Last month, from a survey of 349 school districts, the Center on Education Policy reported that 62 percent of them were devoting more time in their elementary schools to English and/or math. And of those districts that did report spending more time, the average increase was 42 percent. So what gave? The answer is: social studies, science, art and music, physical education, lunch and/or recess.
If you are a parent of a child in an urban school, this may well be a big plus. But for suburban parents, this shift is a bummer. These parents have different needs and desires for their children; they want science, and history, and art. These school districts have very different performance deficits.
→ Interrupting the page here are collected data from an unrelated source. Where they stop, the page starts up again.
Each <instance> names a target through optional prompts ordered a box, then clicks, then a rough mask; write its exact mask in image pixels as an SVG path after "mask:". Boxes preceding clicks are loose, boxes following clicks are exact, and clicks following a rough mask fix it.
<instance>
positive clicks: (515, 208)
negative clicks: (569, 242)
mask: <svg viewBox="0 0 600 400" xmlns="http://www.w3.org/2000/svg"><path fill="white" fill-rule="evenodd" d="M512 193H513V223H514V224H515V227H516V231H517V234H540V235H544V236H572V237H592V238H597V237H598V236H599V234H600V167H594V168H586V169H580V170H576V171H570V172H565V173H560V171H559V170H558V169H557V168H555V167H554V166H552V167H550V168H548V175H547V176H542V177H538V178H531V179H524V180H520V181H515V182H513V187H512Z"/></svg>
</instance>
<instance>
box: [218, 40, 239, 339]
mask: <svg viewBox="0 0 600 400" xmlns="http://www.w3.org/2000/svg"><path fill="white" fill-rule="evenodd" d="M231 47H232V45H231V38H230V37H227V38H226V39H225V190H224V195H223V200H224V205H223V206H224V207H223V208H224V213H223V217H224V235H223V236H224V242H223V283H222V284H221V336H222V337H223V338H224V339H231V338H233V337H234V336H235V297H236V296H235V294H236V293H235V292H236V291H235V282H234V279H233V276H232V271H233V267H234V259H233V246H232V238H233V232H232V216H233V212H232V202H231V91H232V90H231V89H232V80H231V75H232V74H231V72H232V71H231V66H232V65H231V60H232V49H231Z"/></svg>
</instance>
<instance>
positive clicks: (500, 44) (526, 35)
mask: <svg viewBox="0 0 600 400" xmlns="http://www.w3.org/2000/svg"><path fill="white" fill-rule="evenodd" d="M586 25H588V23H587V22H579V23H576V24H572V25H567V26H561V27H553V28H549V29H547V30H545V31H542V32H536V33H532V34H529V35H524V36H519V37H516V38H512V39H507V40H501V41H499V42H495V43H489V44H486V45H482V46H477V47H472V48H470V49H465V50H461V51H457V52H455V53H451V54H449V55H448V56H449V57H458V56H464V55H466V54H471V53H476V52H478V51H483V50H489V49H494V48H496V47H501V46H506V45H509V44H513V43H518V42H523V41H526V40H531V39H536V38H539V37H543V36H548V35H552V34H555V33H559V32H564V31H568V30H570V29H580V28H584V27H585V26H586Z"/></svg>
The real challenge of performance reporting is to convince public officials that they have an obligation (1) to determine several significant performance deficits for their jurisdiction or agency; (2) to set targets that, when achieved, will demonstrate that they are making meaningful progress in mitigating these deficits; and (3) to report periodically on their progress towards their targets.
For public officials, doing this is dangerous. For it gives stakeholder groups, nitpicking journalists, and professional scowls a perfect target. Such behavior does not emerge naturally from the public official's DNA.
But neither standards nor regulations nor rules can force public officials to define and attack their significant performance deficits with energy and intelligence. Mandates can't force good behavior. Yes, some organization can create a new rule. But sophisticated public officials will quickly figure out how to jump through this hoop, while completely circumventing the purpose behind the rule.
The challenge for GASB or GFOA or PPPP (a.k.a., the Plot to Promote Public Performance) is to foster a new norm for public officials. Public officials need to feel the responsibility for identifying the way in which their specific organization or jurisdiction needs to improve, to undertake to make those performance improvements, and to report on their results.